The Churchill Club was founded in Silicon Valley to provide a forum for business and political topics. The recent panel moderated by brothers Michael and Tony Perkins certainly made everyone perk up in their seats. It was the Perkins' who brought us the Red Herring (Tony is the Editor-in-Chief), as well as the provocative best seller the Internet Bubble along with the just released Internet Bubble Revised Edition. (We have always carried the Bubble books at Buck's as well novels written by Michael)
The panel included Gary Morgenthaler, the man in the middle at the venture firm of the same name; Brad Koenig, the major domo at Goldman Sachs here in the Valley; and Jim Breyer managing partner at Accel Partners. It looked like Breakfast at Buck's for 700, but it was no picnic. Not being a member of the Club, I had to muscle my way in. The nice people at the Churchill Club thought I'd make less noise inside, as opposed to on the roof, so I sat with the rubber chicken (not on the plate, I actually brought a rubber chicken) and became all ears (hard for a natural loud mouth like me). Tony started off with a question to the group, and asked, in essence, "Where did the money go?" No one was quite sure, but Brad said right out that finger pointing would not be productive. Michael rolled his eyes just a tiny bit as he has been a driving force in uncovering in his Bubble books what might be considered shenanigans with regard to stock pinching (My term; this means that the supply is overly reduced to increase its volatility) and other things which can be laid at the doors of certain financiers.
I got my tail handed to me, as did so many, by the market and I'm no expert in the various forces so I have decided to leave the technical analysis as well as the slings and arrows to my betters and just do what I do best which is the purveyance of pancakes and keeping peace between the journalists and the venture capitalists.
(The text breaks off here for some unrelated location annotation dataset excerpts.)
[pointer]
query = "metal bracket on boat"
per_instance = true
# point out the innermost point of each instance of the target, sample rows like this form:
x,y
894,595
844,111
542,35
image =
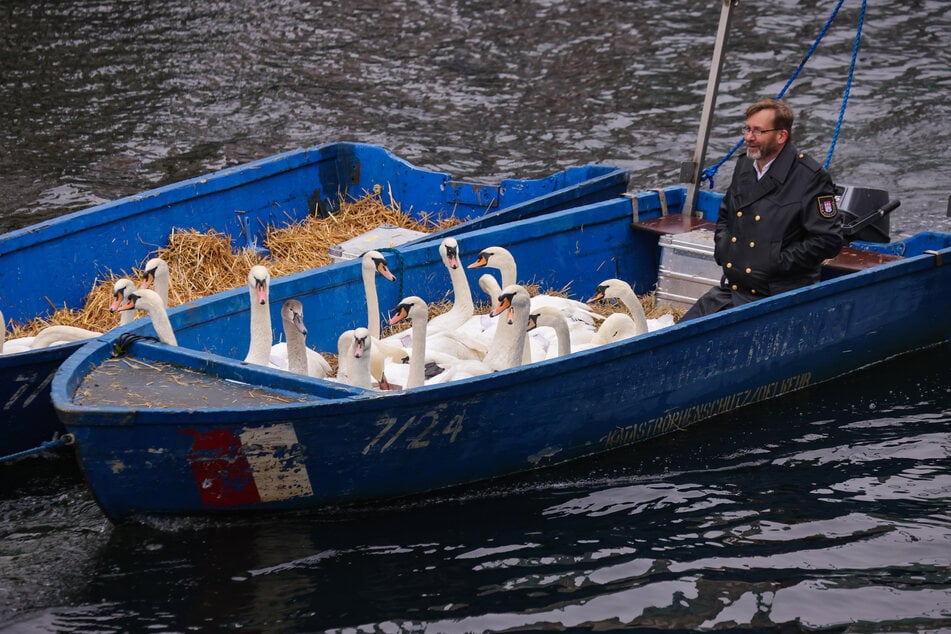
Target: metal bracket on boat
x,y
936,254
663,201
635,207
635,216
58,441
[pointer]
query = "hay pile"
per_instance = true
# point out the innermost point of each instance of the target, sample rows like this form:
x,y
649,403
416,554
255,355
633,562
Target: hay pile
x,y
201,264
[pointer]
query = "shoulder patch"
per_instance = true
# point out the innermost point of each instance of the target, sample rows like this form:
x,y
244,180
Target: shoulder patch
x,y
809,162
827,207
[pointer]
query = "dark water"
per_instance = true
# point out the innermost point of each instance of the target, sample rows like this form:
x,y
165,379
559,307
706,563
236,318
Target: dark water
x,y
828,511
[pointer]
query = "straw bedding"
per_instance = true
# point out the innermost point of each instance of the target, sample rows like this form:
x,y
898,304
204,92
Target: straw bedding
x,y
204,263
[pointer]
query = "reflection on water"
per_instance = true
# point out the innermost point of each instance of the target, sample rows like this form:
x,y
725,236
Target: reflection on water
x,y
823,511
102,99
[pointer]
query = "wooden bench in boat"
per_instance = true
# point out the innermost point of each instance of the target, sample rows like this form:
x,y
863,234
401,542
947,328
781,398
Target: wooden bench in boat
x,y
848,259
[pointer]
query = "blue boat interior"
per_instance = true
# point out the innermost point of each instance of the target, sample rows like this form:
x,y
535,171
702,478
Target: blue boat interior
x,y
243,202
570,251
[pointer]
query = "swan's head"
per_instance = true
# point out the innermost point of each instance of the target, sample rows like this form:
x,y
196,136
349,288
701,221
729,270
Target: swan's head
x,y
259,279
449,251
544,316
610,289
374,261
154,268
410,308
494,257
361,342
293,312
143,299
120,293
514,299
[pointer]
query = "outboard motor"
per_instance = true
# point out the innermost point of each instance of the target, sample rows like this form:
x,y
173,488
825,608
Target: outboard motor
x,y
865,213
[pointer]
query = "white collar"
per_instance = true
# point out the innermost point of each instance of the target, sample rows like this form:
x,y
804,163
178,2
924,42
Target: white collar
x,y
759,173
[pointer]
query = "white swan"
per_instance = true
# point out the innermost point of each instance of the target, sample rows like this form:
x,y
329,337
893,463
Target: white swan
x,y
358,355
157,278
120,291
510,333
373,262
259,350
12,346
619,289
551,317
504,352
463,308
615,327
56,335
490,286
293,354
414,374
502,259
147,300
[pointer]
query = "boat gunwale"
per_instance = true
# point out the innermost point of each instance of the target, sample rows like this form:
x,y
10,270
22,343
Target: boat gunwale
x,y
469,387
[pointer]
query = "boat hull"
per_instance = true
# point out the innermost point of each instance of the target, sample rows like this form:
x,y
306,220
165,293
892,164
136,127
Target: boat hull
x,y
344,446
59,262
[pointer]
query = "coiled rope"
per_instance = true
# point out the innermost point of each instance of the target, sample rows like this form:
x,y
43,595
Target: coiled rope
x,y
711,171
49,445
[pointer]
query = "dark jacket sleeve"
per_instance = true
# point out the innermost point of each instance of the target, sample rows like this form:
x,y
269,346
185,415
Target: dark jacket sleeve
x,y
818,235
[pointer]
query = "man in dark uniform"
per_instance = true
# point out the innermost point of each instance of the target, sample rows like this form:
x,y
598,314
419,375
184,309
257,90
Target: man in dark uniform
x,y
778,220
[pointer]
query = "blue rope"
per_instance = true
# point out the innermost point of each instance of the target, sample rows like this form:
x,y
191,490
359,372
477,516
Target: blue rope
x,y
64,440
711,171
848,86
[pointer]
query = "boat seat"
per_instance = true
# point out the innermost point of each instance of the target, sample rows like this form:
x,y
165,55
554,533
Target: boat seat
x,y
850,260
673,224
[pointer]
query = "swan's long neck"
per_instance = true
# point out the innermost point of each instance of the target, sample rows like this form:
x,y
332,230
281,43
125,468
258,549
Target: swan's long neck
x,y
491,288
417,360
462,296
504,261
373,302
634,307
296,348
561,332
508,344
261,339
360,366
163,327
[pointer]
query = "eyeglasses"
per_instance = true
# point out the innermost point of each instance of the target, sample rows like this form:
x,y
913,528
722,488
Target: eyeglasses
x,y
757,132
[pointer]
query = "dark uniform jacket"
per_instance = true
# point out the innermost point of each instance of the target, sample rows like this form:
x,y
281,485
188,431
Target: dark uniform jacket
x,y
772,235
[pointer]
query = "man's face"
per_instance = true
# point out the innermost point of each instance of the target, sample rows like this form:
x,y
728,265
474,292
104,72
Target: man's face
x,y
763,143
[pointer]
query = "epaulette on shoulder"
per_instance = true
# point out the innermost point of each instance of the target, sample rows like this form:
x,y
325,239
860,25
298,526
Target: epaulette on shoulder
x,y
809,162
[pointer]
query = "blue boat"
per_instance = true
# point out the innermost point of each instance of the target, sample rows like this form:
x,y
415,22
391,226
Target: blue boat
x,y
58,262
191,429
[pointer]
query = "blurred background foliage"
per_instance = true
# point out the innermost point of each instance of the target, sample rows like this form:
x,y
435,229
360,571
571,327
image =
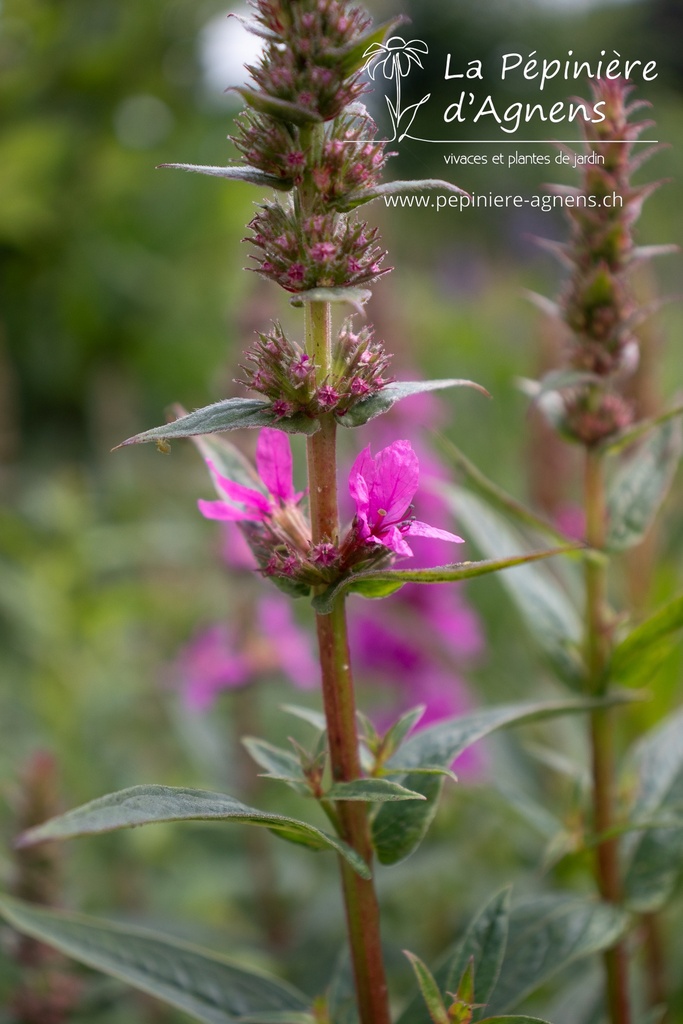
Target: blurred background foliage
x,y
122,291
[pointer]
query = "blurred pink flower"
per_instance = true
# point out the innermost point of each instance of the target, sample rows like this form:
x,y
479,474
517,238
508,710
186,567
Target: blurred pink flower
x,y
383,488
240,503
226,657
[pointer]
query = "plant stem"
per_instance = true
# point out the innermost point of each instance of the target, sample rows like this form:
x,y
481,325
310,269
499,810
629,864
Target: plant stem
x,y
602,730
359,897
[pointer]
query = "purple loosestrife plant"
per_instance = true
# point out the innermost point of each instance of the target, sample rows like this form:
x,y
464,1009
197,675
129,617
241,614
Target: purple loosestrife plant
x,y
305,136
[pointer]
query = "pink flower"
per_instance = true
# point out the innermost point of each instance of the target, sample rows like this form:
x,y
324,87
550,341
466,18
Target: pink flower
x,y
225,657
240,503
383,488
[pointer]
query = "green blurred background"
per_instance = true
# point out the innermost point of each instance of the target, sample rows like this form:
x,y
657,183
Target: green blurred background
x,y
122,291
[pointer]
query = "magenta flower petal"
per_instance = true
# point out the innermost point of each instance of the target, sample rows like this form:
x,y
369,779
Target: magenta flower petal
x,y
361,470
223,511
256,505
393,539
395,480
417,528
273,461
293,643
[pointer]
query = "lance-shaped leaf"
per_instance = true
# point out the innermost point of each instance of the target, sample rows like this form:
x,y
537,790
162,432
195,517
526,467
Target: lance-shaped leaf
x,y
640,485
237,173
399,828
280,109
547,935
280,764
549,614
483,946
355,297
515,1019
210,987
429,989
142,805
397,834
654,858
353,200
382,401
372,791
496,496
380,583
227,459
638,656
230,414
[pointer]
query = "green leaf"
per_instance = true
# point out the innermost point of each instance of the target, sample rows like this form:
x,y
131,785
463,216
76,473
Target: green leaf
x,y
636,658
142,805
372,791
398,829
547,935
239,173
382,401
353,200
280,109
496,496
429,989
210,987
230,414
640,485
483,944
355,297
227,459
443,742
442,573
374,590
550,616
653,859
398,732
279,764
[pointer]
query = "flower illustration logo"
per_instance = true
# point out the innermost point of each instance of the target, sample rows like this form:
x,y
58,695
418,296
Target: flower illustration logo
x,y
395,57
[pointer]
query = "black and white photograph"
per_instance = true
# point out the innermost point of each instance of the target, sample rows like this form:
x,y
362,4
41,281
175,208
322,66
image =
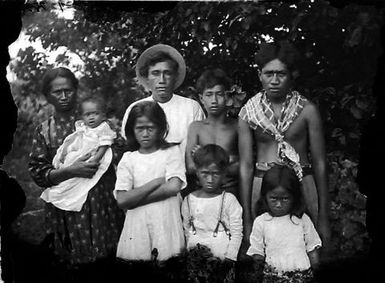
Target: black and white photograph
x,y
192,141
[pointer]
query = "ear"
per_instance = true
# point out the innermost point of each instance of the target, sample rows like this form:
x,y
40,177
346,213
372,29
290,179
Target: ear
x,y
49,98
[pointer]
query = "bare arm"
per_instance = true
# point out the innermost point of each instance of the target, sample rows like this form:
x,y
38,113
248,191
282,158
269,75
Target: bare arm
x,y
314,258
170,188
80,168
133,198
317,150
192,141
246,169
99,154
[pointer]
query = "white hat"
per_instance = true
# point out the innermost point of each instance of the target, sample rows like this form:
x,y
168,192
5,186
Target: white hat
x,y
174,54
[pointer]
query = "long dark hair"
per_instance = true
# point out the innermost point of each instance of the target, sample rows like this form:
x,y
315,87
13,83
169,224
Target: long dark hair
x,y
285,177
155,114
52,74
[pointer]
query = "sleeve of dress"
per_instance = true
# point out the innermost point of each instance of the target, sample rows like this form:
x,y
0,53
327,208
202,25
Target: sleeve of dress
x,y
40,160
175,165
257,245
124,174
185,217
106,135
199,114
124,121
234,211
312,239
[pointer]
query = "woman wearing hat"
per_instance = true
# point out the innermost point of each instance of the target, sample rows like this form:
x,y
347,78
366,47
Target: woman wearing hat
x,y
161,69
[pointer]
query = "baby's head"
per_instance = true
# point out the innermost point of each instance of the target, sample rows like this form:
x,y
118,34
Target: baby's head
x,y
281,192
93,110
212,86
211,163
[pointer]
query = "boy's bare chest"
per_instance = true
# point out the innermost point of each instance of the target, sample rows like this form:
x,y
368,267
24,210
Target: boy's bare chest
x,y
223,136
295,133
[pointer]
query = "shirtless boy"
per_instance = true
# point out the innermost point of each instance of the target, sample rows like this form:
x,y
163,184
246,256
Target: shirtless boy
x,y
277,118
217,128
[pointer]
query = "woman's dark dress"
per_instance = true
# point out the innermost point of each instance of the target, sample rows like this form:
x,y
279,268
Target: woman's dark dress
x,y
92,233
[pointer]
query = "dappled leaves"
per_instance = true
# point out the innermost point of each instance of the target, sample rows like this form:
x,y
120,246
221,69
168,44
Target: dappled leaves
x,y
340,48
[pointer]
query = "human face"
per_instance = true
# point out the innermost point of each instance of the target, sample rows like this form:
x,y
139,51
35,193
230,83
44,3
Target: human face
x,y
92,114
275,79
211,178
214,100
161,81
62,95
279,201
146,134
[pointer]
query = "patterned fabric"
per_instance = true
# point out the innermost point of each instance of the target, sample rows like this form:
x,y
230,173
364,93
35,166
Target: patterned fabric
x,y
258,112
78,237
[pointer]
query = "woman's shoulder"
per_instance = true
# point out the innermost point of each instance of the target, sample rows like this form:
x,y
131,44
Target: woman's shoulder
x,y
129,154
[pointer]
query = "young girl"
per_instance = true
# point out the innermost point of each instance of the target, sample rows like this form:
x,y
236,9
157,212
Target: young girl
x,y
211,216
149,180
91,141
283,236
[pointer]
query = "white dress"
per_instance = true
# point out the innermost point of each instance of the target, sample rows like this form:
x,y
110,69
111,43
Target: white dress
x,y
154,225
205,215
284,241
71,194
180,113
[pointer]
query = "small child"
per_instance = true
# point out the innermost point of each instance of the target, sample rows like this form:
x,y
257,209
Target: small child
x,y
283,236
217,128
91,141
148,183
211,216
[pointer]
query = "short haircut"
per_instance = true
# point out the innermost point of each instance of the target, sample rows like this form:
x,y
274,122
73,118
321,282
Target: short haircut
x,y
209,154
211,78
97,99
52,74
282,176
281,50
157,58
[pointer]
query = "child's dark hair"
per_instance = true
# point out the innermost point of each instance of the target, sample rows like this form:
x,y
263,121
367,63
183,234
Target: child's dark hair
x,y
211,78
209,154
97,99
155,114
285,177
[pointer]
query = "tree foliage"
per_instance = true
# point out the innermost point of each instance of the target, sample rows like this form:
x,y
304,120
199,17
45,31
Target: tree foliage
x,y
339,48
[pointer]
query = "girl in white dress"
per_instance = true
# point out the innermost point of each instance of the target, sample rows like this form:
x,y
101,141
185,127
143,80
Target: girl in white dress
x,y
90,142
211,216
149,180
283,236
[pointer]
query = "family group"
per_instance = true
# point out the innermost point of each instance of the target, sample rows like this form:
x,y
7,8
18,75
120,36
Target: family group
x,y
189,174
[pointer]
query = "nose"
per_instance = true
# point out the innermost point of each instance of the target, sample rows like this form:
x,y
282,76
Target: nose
x,y
63,95
275,79
162,78
278,204
146,132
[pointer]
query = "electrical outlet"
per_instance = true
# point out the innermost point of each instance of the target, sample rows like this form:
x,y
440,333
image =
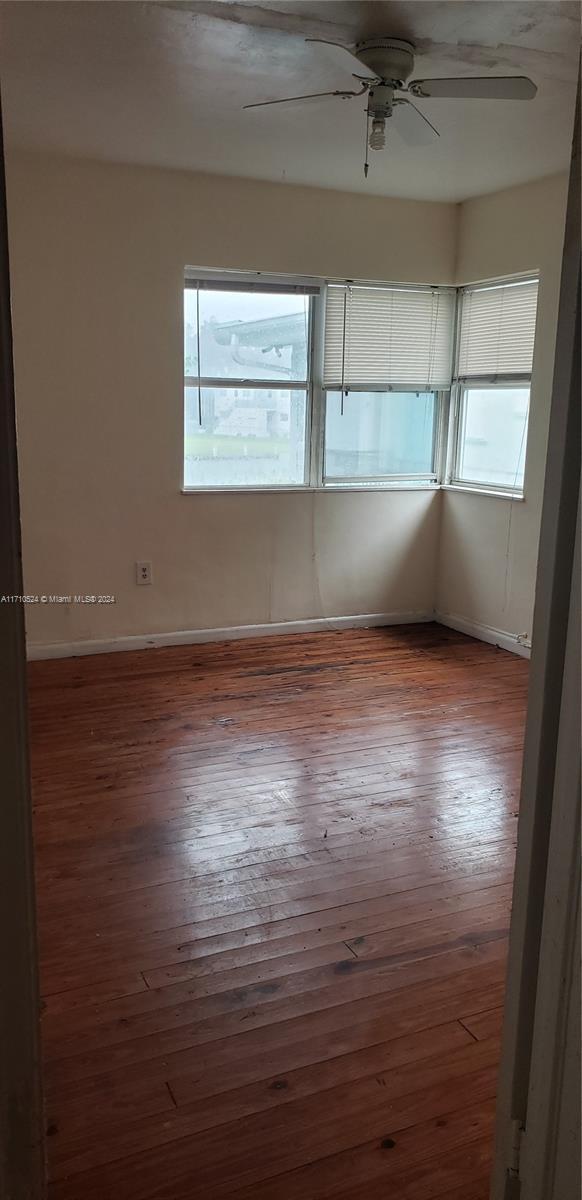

Financially speaking, I am a nonsectarian. I do think that Brad, Gary and Jim demonstrated tremendous grace under what could be considered a bit of a rugged (although in no way hostile, as these guys all are friends and gentlemen) interrogation.
Jim explained that our unbridled exuberance had dire results in the stock marketplace as well as for us as individuals. I think we can all agree on that. Personally I really liked all the free money, but I'm perfectly happy to continue working at a real job and I am certainly grateful for it. I liked the aphorism from Gary's father, "Don't confuse brains with a bull market." Brad pointed out that the debit levels some firms maintained were bad business and that we should make sure to evaluate that element in particular when valuing a company. The panelists agreed that good times will be back, in spite of the debacle in New York and Washington, but certainly not immediately.
We all tried to invent the future at breakneck speed and I am very comfortable with people like these five men leading us toward the next great thing. We tried a lot of stuff. Some worked, some didn't, but there is no going back. Remember that Columbus's crew mutinied near the end of the first voyage to the New World and the crew gave Chris three days, of which he just one left, when late one night flies were seen buzzing around a lantern indicating that land was near. Keep watching these guys for bugs and keep a look out for the bright world of flourishing American enterprise in the near distance.